DIPLOMACY SPORTS

British Ambassador Paul Brummell, a declared fan of Romania’s oina traditional sport

The diplomat shares his impressions after playing oina in Constanta, on his blog: A fascinating game, part of Romania’s cultural heritage

 

Oina is a traditional Romanian sport, whose origins appear to be quite ancient. Some believe that the name derives from the Cuman word for “game”, and it does seem to have a linguistic association with many Turkic languages. Other theories place its origins in shepherding, given its closeness to the Romanian word for sheep. While this is more fanciful, there is nonetheless something in the feel of the game, with players running up one side of the field, before returning down the other, which brings to mind the transhumance of sheep, especially when the batting players are penned in by defensive fielders trying to secure points by throwing the ball direct at them.
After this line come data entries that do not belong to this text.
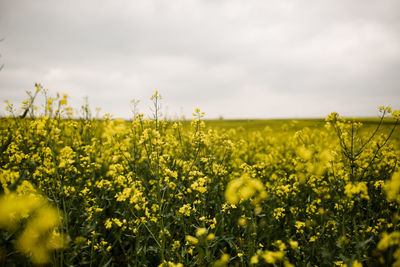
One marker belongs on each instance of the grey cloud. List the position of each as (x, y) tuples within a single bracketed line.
[(233, 58)]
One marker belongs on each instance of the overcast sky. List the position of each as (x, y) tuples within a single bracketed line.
[(230, 58)]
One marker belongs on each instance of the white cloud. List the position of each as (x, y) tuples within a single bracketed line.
[(233, 58)]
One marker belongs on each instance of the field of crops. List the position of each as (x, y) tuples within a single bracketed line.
[(150, 192)]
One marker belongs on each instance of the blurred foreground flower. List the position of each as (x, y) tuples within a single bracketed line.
[(40, 237)]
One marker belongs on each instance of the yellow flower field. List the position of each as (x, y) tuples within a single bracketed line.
[(153, 192)]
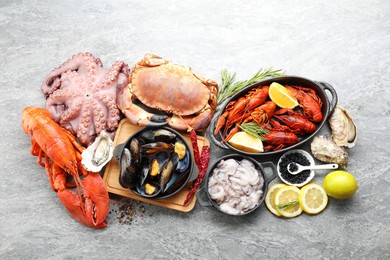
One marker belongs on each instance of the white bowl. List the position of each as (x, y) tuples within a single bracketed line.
[(304, 153)]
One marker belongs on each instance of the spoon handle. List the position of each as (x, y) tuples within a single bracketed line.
[(323, 167)]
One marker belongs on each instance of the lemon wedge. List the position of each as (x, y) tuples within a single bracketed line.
[(281, 96), (313, 198), (245, 142), (287, 201), (270, 198)]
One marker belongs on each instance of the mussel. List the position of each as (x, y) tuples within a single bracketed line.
[(98, 154), (160, 135)]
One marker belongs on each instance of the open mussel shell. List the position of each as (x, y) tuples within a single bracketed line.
[(149, 189), (160, 173), (158, 135)]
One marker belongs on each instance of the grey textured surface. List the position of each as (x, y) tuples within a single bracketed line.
[(345, 43)]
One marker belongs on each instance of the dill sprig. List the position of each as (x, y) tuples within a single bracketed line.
[(254, 130), (230, 86)]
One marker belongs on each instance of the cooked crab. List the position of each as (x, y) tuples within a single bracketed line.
[(185, 99)]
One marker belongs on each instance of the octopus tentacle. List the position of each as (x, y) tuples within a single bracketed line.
[(82, 95)]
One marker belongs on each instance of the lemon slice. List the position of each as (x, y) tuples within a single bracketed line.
[(313, 198), (245, 142), (281, 96), (287, 201), (270, 198)]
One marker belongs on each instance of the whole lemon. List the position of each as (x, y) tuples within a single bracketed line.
[(340, 185)]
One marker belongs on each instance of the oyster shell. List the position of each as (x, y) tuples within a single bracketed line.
[(98, 154), (325, 149), (344, 131)]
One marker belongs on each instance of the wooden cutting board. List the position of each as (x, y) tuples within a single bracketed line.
[(111, 174)]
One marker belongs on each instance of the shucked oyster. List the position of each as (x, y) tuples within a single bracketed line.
[(325, 149), (98, 154), (344, 131)]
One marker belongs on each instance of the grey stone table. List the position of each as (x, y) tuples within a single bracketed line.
[(346, 44)]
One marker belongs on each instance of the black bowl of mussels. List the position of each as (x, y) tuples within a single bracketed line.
[(154, 163)]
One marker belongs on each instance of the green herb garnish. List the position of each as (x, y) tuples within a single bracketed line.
[(229, 87), (288, 204), (254, 130)]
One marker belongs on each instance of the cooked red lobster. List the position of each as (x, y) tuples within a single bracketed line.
[(58, 151)]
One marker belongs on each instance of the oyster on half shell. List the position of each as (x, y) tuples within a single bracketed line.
[(344, 131), (98, 154), (326, 150)]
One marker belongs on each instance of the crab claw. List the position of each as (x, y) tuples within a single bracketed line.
[(93, 210), (136, 114)]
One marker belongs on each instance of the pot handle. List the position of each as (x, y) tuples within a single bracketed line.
[(271, 165), (333, 101), (118, 151), (203, 200), (210, 131)]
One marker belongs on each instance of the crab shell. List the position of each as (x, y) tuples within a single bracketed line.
[(173, 89)]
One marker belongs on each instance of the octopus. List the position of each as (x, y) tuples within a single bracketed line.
[(81, 96)]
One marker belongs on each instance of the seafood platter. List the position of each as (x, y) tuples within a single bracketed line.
[(143, 133)]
Oina as a sport has been linked to Romanian nationalism. It was popularised at the end of the 19th century by the then Education Minister, Spiru Haret, who gave it a place within the Romanian education system. And it was alighted on during this period by the Romanians of Transylvania, still at that time part of Austria-Hungary, as one of the cultural symbols of their drive for greater rights and autonomy. A nationalistic motive was behind the state support for oina in the communist period too. As a reaction to the sport’s associations with communism, oina suffered a sharp decline immediately following the Romanian revolution. But it has been kept alive through the enthusiasm of fans of the game, centred on the Romanian Oina Federation and clubs such as Frontiera Tomis Constanta, and is currently undergoing something of a modest revival.

It is sometimes been suggested in Romania that oina was a source of inspiration for the American game of baseball, brought to the New World by 19th century immigrants from Transylvania, although it seems more likely that baseball derives from the British game rounders. There are though some points of similarity between oina and baseball. Both involve wooden bats (though that used in oina is longer and slimmer than a baseball bat) and a ball of comparable size.  Romanian friends have often asked for my views on whether oina might be a distant cousin of cricket. But to me the sports feel very different, with oina having rather more in common with the games of rounders I remember distantly from my childhood.
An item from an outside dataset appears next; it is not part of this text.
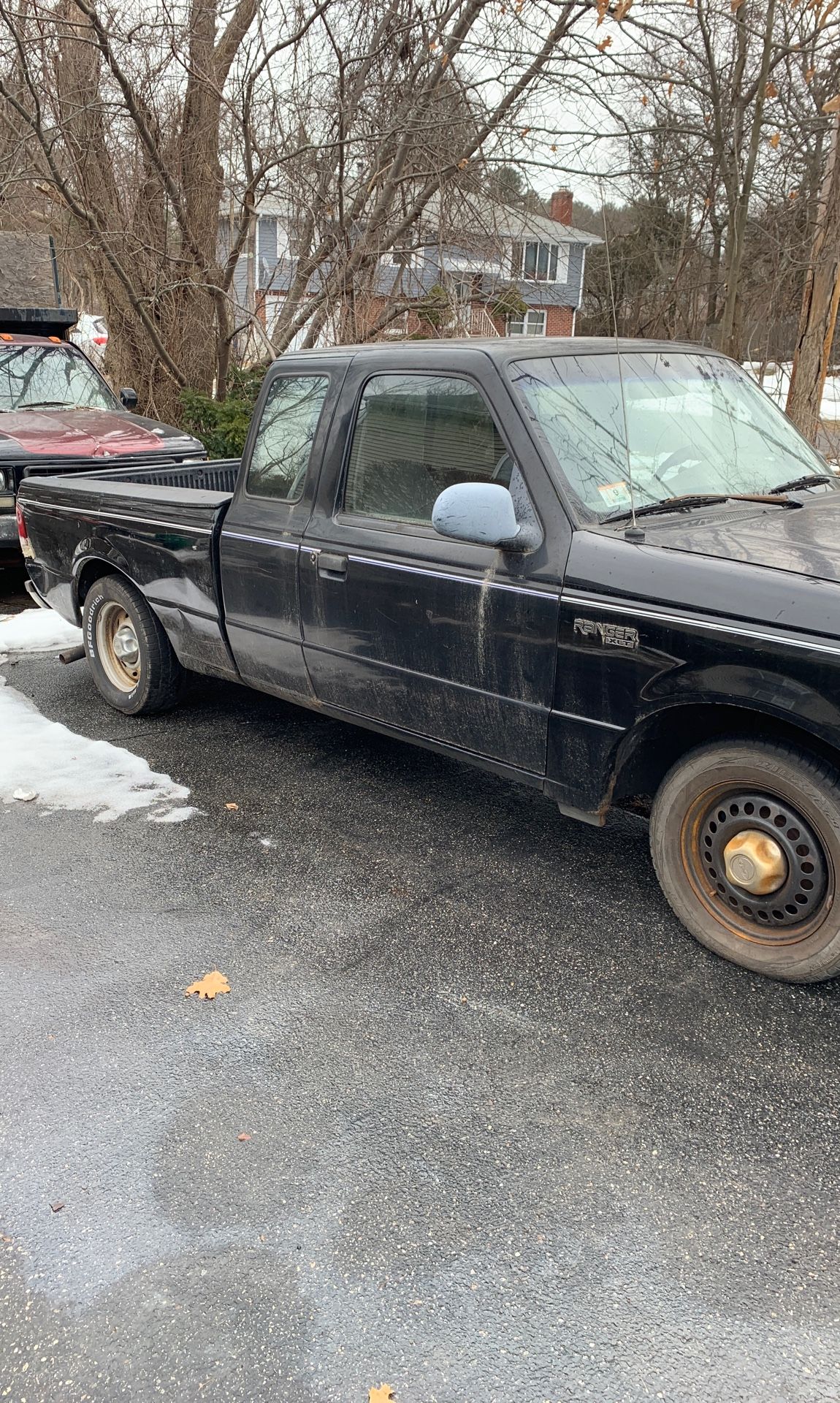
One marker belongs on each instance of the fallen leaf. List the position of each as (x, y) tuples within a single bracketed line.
[(210, 986)]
With thanks to Nicu Dobre, the President of the Romanian Oina Federation, I joined the Frontiera Tomis Constanta and Spicu Horia oina teams on 10 November, for a demonstration match. The Federation’s press release ahead of the event had sparked the interest of the Constanta media. I had never received so much advance publicity for a visit I hadn’t at that point actually undertaken. I duly took to the field, the TV cameras there in force to capture my every sporting gesture. As the oldest and least fit person on the pitch I suspected this would not be flattering.

 

Our side, consisting of me and some juniors in red from the Spicu Horia team, were put into bat by the formidably fit-looking players of Frontiera Tomis Constanta. Batting started out as a rather reassuring component of oina. Unlike baseball, where the ball is hurled in your direction at great speed by an opponent, in oina it is tossed gently into the air by a team mate for you to swipe at. Two points are secured if you belt it down to the other end of the pitch. I didn’t manage that, but did at least hit the ball a reasonably satisfactory distance.
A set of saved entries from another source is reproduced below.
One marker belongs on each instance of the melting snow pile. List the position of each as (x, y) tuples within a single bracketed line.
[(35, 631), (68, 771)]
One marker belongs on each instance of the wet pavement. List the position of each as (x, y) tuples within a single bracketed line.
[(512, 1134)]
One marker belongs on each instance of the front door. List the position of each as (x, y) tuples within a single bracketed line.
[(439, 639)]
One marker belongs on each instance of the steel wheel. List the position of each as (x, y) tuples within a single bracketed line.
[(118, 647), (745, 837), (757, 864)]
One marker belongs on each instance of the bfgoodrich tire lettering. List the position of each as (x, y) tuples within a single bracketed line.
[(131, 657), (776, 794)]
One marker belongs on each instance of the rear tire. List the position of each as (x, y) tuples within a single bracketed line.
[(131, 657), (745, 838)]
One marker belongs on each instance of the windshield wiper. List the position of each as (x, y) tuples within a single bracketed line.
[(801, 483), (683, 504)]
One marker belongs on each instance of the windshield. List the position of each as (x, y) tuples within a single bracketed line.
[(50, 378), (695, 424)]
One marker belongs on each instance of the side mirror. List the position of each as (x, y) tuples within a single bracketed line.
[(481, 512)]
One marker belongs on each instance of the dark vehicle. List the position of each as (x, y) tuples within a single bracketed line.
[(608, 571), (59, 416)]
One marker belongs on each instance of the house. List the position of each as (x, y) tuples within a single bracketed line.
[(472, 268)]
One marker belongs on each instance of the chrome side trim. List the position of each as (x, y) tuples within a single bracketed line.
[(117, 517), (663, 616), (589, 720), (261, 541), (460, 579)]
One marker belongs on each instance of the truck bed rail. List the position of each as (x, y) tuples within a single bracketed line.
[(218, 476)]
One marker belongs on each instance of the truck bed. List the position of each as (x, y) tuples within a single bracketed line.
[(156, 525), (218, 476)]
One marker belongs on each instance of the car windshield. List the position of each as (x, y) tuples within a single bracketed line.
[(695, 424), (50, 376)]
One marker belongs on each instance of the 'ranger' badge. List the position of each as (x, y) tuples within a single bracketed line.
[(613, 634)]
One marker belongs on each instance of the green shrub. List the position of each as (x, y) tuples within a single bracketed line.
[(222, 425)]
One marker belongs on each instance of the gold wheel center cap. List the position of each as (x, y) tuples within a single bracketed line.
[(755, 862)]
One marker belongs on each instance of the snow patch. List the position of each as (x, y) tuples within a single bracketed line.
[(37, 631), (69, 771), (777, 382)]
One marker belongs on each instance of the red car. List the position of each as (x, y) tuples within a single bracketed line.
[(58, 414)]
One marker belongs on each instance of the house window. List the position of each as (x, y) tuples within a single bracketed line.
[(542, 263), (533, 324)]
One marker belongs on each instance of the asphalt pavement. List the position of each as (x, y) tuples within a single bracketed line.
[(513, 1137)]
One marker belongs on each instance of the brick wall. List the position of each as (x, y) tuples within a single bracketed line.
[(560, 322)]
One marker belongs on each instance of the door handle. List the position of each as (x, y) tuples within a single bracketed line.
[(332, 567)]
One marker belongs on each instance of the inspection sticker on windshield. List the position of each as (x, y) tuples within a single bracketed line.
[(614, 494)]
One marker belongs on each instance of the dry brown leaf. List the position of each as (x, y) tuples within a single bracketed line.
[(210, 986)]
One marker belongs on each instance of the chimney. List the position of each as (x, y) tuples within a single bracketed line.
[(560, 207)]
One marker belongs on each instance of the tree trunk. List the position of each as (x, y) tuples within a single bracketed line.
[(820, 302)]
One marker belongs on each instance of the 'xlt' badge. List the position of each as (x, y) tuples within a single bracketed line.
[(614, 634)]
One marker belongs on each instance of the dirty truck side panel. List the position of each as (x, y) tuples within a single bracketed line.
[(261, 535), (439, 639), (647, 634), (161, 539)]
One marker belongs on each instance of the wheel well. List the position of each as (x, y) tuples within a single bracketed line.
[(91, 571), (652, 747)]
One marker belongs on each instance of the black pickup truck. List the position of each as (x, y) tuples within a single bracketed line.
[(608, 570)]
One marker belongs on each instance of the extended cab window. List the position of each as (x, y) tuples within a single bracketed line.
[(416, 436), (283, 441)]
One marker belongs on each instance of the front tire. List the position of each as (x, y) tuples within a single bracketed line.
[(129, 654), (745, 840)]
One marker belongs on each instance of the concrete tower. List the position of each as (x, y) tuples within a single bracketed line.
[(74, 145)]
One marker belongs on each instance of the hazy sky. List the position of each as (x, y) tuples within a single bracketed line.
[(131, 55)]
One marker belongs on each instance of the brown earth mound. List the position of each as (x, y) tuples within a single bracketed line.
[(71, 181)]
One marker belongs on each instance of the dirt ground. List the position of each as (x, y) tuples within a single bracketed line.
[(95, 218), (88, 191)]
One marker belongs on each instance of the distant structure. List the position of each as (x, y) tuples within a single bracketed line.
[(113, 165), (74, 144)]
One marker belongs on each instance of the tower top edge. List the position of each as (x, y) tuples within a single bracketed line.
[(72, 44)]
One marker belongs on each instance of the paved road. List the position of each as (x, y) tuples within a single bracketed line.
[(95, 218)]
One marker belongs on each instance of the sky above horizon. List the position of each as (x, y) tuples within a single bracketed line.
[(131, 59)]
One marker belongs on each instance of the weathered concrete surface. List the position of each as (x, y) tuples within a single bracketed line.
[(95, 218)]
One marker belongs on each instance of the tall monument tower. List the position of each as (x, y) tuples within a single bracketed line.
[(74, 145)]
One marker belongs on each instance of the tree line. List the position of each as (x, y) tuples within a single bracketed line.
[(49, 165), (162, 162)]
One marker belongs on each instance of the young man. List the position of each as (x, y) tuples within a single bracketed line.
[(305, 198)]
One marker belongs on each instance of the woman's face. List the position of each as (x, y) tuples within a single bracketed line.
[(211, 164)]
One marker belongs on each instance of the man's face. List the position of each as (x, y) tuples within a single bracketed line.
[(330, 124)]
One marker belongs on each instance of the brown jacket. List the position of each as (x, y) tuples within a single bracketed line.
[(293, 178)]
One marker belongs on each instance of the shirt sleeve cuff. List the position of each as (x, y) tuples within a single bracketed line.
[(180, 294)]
Having batted the ball, you then wait at the batting end of the pitch for an opportune moment, usually when a team mate hits the ball, to run up the pitch in pairs, running between the defending opponents who are placed at regular intervals across the field. Their geometrical deployment has the effect of forming eight “pens” over the field, with a player at each corner. This proved to be the rather more alarming part of the game, as it transpired that the defending team is able to obtain points by striking the ball at any part of your anatomy. You in turn have to run up the left side of the field to the safe area at the end, and run back again down the right side of the pitch. Your only defence against the ball being thrown at you is first, to try to avoid it, but if this proves impossible, to pat it away with the palm of your hand.

My opponents at Frontiera Tomis Constanta were clearly on their best behaviour, launching the ball at a diplomatically reduced velocity, and mercifully I was not knocked to the ground by any missiles. Nicu Dobre, who was doubling as match referee, with equal diplomacy announced at the end of the event that the result was a 10-10 tie.

I headed off to speak to the press with much less breath that I had been able to muster at the start of the game. I hope the event served to add a little more publicity to the work of the Romanian Oina Federation and to the sport of oina, which deserves to be nurtured both as a fascinating game in its own right and as a part of Romania’s cultural heritage.